The gleam in Wave Thunder’s eyes turned into a snort of amusement. Golden- berry tea, brewed from the leaves of the golden- berry tree, which grew to a height of about ten feet and thrived in almost any climate, was the standard Safeholdian treatment for motion sickness.
“You may find the thought amusing,” Staynair said severely, “but I rather doubt I’m going to feel the same way when we’re looking at waves as high as a cathedral spire!”
“Probably not,” Wave Thunder acknowledged with a grin. He leaned back in his own chair and sipped more brandy for several moments, then looked back across at Staynair.
“And Nahrmahn?” he asked. “Have you pressed Father Zhon about
that recently?”
“Not really,” Staynair confessed. “I’m still in two minds, myself, if the truth be told. I understand how valuable Nahrmahn could be, but I don’t really have a good enough feel for him yet—as a man, and not just a prince—to feel comfortable predicting how he’d react to the complete truth.”
“He’s handled the ‘Merlin has visions’ version of the truth well enough,” Wave Thunder pointed out.
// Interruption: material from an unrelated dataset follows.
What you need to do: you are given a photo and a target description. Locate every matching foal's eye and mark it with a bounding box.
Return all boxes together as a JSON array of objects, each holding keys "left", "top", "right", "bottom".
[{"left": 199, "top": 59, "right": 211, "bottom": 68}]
“So has Rayjhis,” Staynair countered. “Oh, don’t get me wrong, Bynz -hamyn. If there’s anyone who’s . . . mentally flexible enough, let’s say, to accept the truth, it’s got to be Nahrmahn. And I’m very much inclined to believe Merlin—and Cayleb, for that matter—are correct about where he’s placed his fundamental loyalties now. Maybe the problem’s just that Emerald was the enemy for so long. I mean, it’s possible I’m carrying around some kind of automatic prejudice towards all things Emeraldian, including the Prince of Emerald, myself. I don’t think I am, but that doesn’t mean I’m not. I’m just . . . uncomfortable in my own mind about how . . . stable his loyalties are. That’s not the right word.” The archbishop waved one hand, his expression that of a man unaccustomed to being unable to express himself with precision. “I guess what it comes down to is that I haven’t really been able to spend enough time with him to feel I truly know him.”
“Well, that’s fair enough,” Wave Thunder conceded. Prince Nahrmahn had spent no more than a month and a half in Tellesberg before departing for the Corisande campaign with Emperor Cayleb. He’d returned to Old Charis two months ago, but he’d stayed in Tellesberg for less than two five- days before departing for Emerald. No reasonable person could have complained about his priorities, given the fact that he’d seen neither his wife nor his children in the better part of a year, but it did mean that Staynair—and Wave Thunder, for that matter—had enjoyed precious little opportunity to truly get to know him.